Cats are what they are and have to be controlled whether that be by keeping them inside or through other means. Not all outdoor cats are uncontrollable but if they get too destructive sometimes you’ve got to step in an take care of it.
You need one of these Savannah cats so it can run with your big dogs:
https://www.youtube.com/watch?v=BSqb6DvyGDs
Cats should be trained to have a preference of Canadian geese.
seriously? Because they are cats.
They stay on my property.
actually they have a cat door.
I am well aware of the wild animals. We have a bobcat now, and we do not let them out when the packs are running.
My daughters cats were 15 and 5 years old when they moved out to the city a few months ago. Our last cat was 13 when she died.
The cats all stayed on our property except for the last cat who used to follow the stream to the cemetery when she caught mice for hours and was well known and loved by the neighborhood.
To me, cats are a pleasure and they also are working animals.
I brought my cats to our vet years ago. He wanted stool samples, and when I explained that the girls were all outdoor cats, he looked them over and stated he had never seen such healthy specimens of cat. A couple of years later he said that he too had started letting his cats outside too.
House cats are an invasive species.
40 million feral are not native to North America ... extinct birds, etc.
“...Undocumented birds are running our native birds like purple martins, bluebirds and woodpeckers out of our neighborhoods.”
So now you say invasive bird species are the problem?
Here, where we live anyway, barn swallows, blackbirds and woodpeckers are plentiful, and the woodpeckers are problematic.

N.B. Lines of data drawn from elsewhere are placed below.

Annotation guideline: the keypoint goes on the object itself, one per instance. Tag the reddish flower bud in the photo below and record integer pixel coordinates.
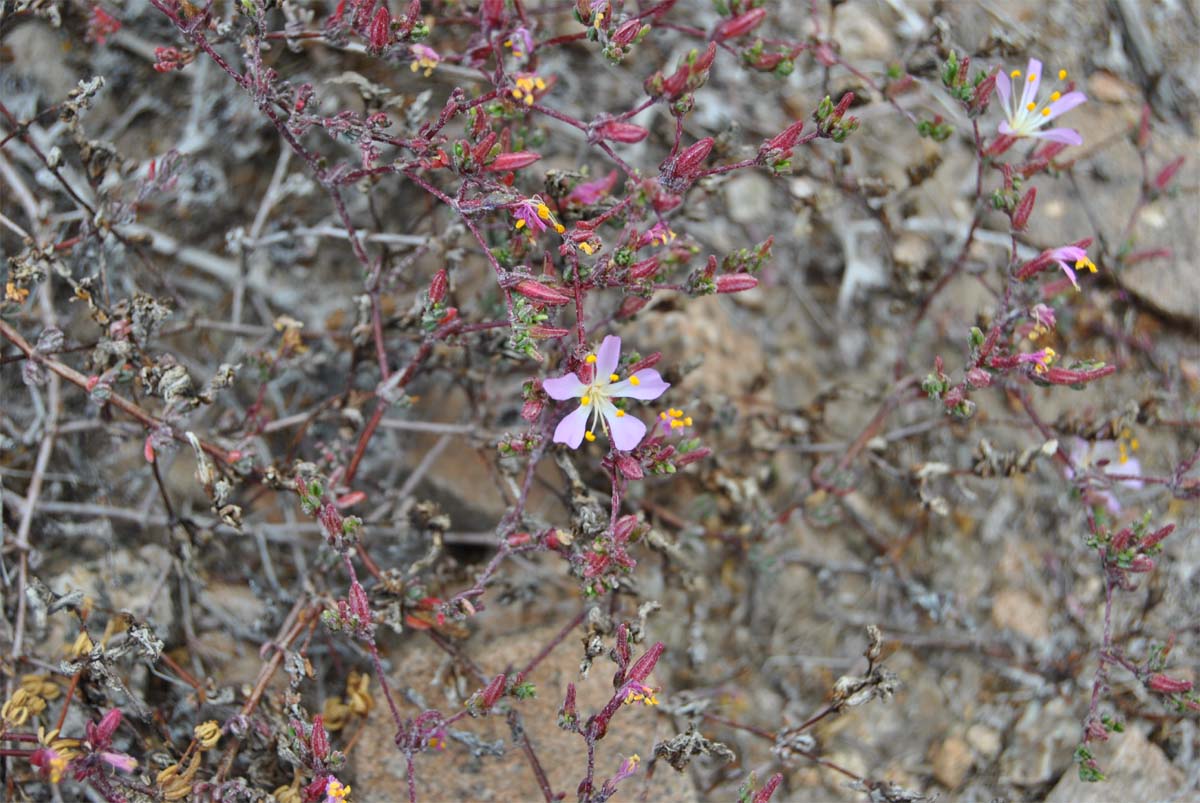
(623, 132)
(1167, 174)
(739, 25)
(493, 690)
(736, 282)
(319, 739)
(513, 161)
(379, 33)
(539, 292)
(628, 31)
(1156, 538)
(1024, 208)
(768, 789)
(1164, 684)
(630, 467)
(645, 665)
(438, 286)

Cats, not so much. Of course, our city apartment cat is strictly indoors. Outdoor apartment cats get eaten by coyotes or run over by cars. The people here who live rural lifestyles need their outdoor cats to keep the rodents in check.
Wait a minute....
There is a new a Freeper rule to feed the article? /s
Corn on the cob - a piece a couple of inches long. You can buy a bag of these for feeding squirrels. They’d been coming to corn on the cob set out on a nail on the fence. Once we moved it to the trap, they knew what it was and went in fairly easily.
The other thing I found that works really well in a regular trap with a trigger plate is a cracker spread with peanut butter & black oil sunflower seeds on top. I have not tried this in the squirrelinator, but I’m guessing it would work, especially if the squirrels were raiding the bird feeders & were familiar with sunflower seeds. I think the PB smell helps attract them & they love the sunflower seeds.
Cuz of laws set by man.
Thanx much! Never heard of the scented collars. I have four cats. I will check it out. So far, they bring home mice and voles, then devour them on the front porch and vomit the whatevers in the yard.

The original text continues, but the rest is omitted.